In the primary dataset (FOXTROT), with an AUROC of 0.995 [95% confidence interval [CI]: 0.994-0.996] the algorithm achieved a high classification performance and was able to accurately predict the type of slide from the thumbnail image alone. In the two external test cohorts (CR07, DACHS) AUROCs of 0.982 [95% CI: 0.979-0.985] and 0.875 [95% CI: 0.864-0.887] were observed, which indicates the generalizability of the trained model on unseen datasets. With a confidence threshold of 0.95, the model reached an accuracy of 94.6% (7331 classified cases) in CR07 and 85.1% (2752 classified cases) for the DACHS cohort.
Our findings show that using the low-resolution thumbnail image is sufficient to accurately classify the type of slide in digital pathology. This can support researchers to make the vast resource of existing pathology archives accessible to modern AI models with only minimal manual annotations.
人工智能(AI)在病理学中有许多应用,可支持癌症的诊断和预后。然而,大多数 AI 模型都是基于高度选择的数据进行训练的,通常每个患者只有一个组织切片。实际上,特别是对于大型手术切除标本,每个患者可能有几十个切片。手动对全切片图像(WSI)进行分类和标记是一个非常耗时的过程,这阻碍了 AI 在大型队列收集的组织样本上的直接应用。在这项研究中,我们通过开发一种基于深度学习(DL)的方法来解决这个问题,该方法用于自动整理每个患者有多个切片的大型病理学数据集。

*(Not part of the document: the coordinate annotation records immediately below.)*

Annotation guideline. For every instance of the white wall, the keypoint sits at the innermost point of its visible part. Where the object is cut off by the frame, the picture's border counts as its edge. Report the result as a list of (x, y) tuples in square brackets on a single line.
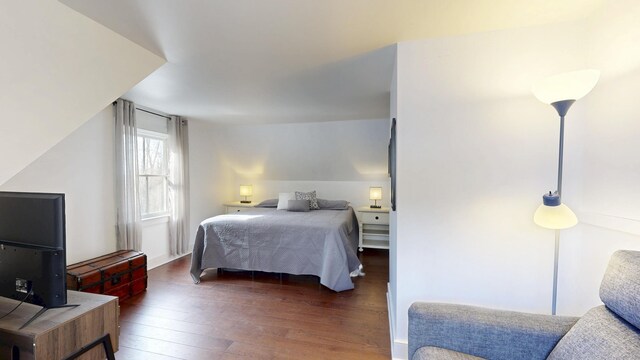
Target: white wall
[(609, 213), (483, 150), (211, 179), (82, 167), (339, 159), (59, 68)]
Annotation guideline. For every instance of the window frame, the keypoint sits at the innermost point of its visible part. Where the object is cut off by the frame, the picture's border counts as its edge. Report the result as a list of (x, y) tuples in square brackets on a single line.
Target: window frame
[(143, 133)]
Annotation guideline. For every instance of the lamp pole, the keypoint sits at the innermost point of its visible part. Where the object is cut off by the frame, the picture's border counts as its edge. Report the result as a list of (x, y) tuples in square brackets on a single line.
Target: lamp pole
[(561, 107)]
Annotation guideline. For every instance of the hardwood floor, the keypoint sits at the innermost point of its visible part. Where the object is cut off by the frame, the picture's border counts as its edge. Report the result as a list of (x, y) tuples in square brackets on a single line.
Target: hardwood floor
[(232, 316)]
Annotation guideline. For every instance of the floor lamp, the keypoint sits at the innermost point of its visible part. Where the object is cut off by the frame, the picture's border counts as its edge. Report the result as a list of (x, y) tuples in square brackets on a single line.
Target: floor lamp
[(560, 91)]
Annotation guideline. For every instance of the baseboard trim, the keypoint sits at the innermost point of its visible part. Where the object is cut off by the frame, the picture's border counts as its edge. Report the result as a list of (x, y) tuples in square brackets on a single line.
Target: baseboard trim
[(399, 347), (163, 259)]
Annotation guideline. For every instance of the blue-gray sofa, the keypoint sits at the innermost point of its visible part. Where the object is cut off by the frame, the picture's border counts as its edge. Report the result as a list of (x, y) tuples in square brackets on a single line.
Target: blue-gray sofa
[(610, 331)]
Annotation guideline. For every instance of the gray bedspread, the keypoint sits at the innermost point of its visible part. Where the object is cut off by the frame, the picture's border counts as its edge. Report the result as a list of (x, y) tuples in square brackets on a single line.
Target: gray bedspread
[(319, 242)]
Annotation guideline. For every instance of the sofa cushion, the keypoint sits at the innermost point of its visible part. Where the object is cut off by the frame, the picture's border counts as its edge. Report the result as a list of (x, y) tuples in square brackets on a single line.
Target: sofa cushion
[(436, 353), (620, 288), (599, 334)]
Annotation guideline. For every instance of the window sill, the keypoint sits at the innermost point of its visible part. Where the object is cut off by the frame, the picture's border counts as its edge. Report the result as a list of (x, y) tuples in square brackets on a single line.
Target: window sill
[(160, 219)]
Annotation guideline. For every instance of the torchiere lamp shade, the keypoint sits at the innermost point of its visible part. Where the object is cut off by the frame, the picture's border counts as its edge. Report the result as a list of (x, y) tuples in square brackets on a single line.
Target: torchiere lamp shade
[(246, 190), (555, 217), (566, 86)]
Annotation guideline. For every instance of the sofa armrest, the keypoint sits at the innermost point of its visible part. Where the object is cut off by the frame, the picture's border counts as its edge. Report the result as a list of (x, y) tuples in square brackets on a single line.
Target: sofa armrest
[(491, 334)]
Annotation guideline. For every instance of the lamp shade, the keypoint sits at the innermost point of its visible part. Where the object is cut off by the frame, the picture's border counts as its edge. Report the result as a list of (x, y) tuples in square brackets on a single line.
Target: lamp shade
[(566, 86), (555, 217), (246, 190), (375, 193)]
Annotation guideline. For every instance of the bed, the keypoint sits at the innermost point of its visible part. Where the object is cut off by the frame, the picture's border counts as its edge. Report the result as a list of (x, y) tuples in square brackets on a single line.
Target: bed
[(319, 242)]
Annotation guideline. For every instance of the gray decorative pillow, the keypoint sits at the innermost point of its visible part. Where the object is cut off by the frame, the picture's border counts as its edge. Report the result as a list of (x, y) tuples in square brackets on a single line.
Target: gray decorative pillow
[(268, 203), (333, 204), (311, 196), (298, 205)]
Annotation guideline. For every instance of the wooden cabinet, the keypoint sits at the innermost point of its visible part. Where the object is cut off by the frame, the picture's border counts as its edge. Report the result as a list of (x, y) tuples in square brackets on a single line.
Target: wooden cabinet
[(237, 207), (374, 228), (58, 333)]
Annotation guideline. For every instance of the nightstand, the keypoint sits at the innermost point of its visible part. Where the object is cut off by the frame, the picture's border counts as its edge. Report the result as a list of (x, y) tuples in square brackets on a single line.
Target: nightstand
[(237, 206), (374, 228)]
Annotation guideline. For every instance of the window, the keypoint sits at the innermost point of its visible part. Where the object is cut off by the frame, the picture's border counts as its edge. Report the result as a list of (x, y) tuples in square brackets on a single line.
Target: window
[(153, 173)]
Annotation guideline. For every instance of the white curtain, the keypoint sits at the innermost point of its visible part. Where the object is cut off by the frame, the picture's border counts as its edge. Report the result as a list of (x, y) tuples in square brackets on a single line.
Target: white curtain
[(128, 224), (178, 185)]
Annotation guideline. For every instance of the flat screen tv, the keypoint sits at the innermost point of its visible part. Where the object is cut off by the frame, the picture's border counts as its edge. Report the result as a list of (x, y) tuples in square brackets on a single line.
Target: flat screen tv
[(32, 248)]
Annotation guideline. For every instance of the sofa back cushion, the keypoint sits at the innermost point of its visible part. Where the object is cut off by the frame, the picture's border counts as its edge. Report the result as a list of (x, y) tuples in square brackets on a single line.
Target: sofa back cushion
[(599, 334), (620, 288)]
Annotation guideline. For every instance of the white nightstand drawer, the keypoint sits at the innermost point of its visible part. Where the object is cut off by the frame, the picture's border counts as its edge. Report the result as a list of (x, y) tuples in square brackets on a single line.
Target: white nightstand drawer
[(234, 209), (375, 218)]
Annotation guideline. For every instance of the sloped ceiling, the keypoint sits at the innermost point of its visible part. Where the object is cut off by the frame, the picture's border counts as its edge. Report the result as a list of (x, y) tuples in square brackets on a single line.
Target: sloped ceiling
[(59, 68), (238, 61)]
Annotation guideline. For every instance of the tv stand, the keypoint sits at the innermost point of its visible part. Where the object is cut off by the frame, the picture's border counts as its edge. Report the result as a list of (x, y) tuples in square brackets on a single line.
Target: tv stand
[(42, 311), (86, 331)]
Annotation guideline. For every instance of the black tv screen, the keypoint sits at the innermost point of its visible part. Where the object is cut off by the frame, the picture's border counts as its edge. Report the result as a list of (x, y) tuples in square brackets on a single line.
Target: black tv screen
[(32, 248), (32, 219)]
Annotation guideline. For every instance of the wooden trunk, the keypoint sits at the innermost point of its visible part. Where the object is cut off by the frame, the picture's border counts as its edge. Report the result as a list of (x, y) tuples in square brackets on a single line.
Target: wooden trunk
[(122, 274)]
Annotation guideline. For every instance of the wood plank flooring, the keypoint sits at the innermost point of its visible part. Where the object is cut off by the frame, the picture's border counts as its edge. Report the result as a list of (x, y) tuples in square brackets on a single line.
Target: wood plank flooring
[(232, 316)]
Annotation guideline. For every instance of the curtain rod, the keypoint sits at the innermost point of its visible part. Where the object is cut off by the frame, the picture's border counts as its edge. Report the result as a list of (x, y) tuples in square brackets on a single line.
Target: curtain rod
[(148, 112)]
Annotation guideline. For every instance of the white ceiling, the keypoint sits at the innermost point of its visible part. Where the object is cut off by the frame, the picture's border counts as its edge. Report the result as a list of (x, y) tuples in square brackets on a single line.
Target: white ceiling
[(248, 61)]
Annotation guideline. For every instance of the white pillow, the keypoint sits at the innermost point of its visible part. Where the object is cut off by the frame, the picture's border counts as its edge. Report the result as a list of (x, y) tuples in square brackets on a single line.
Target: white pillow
[(283, 200)]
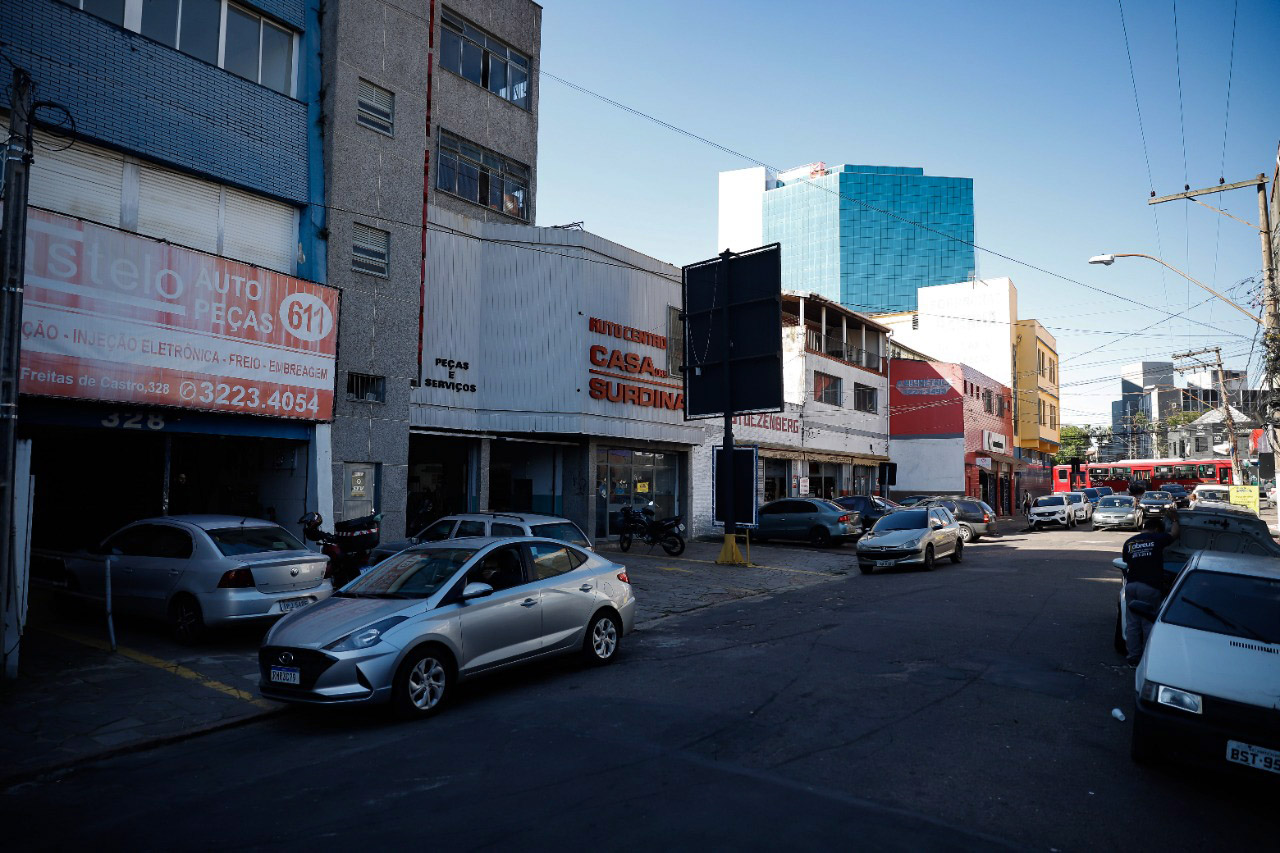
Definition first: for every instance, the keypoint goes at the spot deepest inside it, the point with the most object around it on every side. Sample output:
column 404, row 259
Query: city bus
column 1151, row 473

我们从英国(FOXTROT,N=21384 张切片;CR07,N=7985 张切片)和德国(DACHS,N=3606 张切片)收集了多个大型多中心结直肠癌组织学幻灯片数据集。这些数据集包含多种类型的组织切片,包括肠切除术标本、内镜活检、淋巴结切除、免疫组织化学染色切片和组织微阵列。我们开发、训练和测试了一种深度卷积神经网络模型,以从幻灯片概述(缩略图)图像中预测幻灯片的类型。主要的统计终点是检测幻灯片类型的接收器工作特征曲线(ROC)下的面积的宏观平均值(AUROCs)。
在主要数据集(FOXTROT)中,算法的 AUROC 为 0.995[95%置信区间(CI):0.994-0.996],表现出较高的分类性能,并且能够仅从缩略图图像准确预测幻灯片的类型。在两个外部测试队列(CR07、DACHS)中,观察到的 AUROCs 分别为 0.982[95%CI:0.979-0.985]和 0.875[95%CI:0.864-0.887],表明训练模型在未见数据集上具有可推广性。在置信度阈值为 0.95 时,该模型在 CR07 中达到了 94.6%(7331 个分类病例)的准确率,在 DACHS 队列中达到了 85.1%(2752 个分类病例)。
我们的研究结果表明,使用低分辨率缩略图图像足以准确分类数字病理学中的幻灯片类型。这可以支持研究人员使现有的大量病理学档案对现代 AI 模型开放,而只需进行最小限度的手动注释。